Benchmarking

5 November 2024

Benchmarking is about creating a system in which various ways or approaches to address the same task can be compared, in order to be able to analyse the strengths and weaknesses of various modelling approaches and gain new insights. In the social sciences, benchmarking can help establish which methods and models are most suitable to answer specific research questions.

A benchmarking challenge is when various teams of participants are set a challenge to predict a particular outcome. At the end of the challenge, the teams’ performances are evaluated based on a predefined set of matrices and evaluation criteria. Participants are provided with a training dataset which includes an outcome variable (dependent variable) and a range of predictor variables (independent variables). They then train a model on this dataset that can predict the outcome variable based on the values of the predictors. The resulting model is evaluated by predicting values in a holdout dataset. This is a dataset containing typically around 20% of observations that the participants have not had access to. The winner of the challenge is the group which can most effectively predict the target variable in the holdout data.

PreFer benchmarking challenge

The aim of the challenge is to measure the current predictability of fertility outcomes in the Netherlands to advance our understanding of fertility.

Why predict fertility outcomes in a data challenge?

Fertility is widely studied in diverse disciplines due to its importance to individuals and societies. A lot of factors related to fertility outcomes have been identified. Yet these important factors only explain a fraction of the variation in fertility outcomes and we are unable to explain even their short-term changes. What do we miss?

This data challenge can potentially advance our understanding of fertility behavior and improve social policies and family planning in several ways.
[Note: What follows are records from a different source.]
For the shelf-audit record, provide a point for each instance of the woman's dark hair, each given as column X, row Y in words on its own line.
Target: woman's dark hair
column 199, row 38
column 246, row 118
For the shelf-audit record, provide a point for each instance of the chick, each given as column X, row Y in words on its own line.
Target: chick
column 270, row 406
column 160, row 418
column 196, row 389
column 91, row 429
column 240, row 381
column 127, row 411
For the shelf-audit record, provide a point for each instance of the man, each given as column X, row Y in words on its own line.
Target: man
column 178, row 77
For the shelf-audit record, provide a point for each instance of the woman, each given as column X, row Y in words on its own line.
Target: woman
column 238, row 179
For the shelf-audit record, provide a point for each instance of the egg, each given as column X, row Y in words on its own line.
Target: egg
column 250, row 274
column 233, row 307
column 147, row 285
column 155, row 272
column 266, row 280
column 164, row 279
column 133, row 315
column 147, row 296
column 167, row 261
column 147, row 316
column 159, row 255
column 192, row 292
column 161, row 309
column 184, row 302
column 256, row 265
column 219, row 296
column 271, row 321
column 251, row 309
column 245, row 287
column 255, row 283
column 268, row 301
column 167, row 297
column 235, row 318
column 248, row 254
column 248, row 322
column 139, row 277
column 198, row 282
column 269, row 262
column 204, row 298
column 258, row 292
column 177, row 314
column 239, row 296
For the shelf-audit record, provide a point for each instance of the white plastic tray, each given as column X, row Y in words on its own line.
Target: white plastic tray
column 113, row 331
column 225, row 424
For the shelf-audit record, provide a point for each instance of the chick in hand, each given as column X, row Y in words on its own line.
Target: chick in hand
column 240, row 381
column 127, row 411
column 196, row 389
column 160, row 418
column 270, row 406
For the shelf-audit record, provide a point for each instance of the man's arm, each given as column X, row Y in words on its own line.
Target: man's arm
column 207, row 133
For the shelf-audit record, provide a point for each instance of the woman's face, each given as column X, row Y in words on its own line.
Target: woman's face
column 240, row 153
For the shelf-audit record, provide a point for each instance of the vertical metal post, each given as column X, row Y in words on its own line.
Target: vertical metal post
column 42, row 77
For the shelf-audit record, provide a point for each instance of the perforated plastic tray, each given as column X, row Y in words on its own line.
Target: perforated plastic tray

Measuring how well different factors and models can predict fertility outcomes for new cases will show which factors are more important. It can narrow down the scope for potential interventions and help people reach their desired family size. Comparing and interpreting different models submitted to a data challenge (e.g. theory- and data-driven) can identify new factors currently overlooked by the theories of fertility and highlight the gaps in current knowledge (e.g. important interactions or non-linear effects).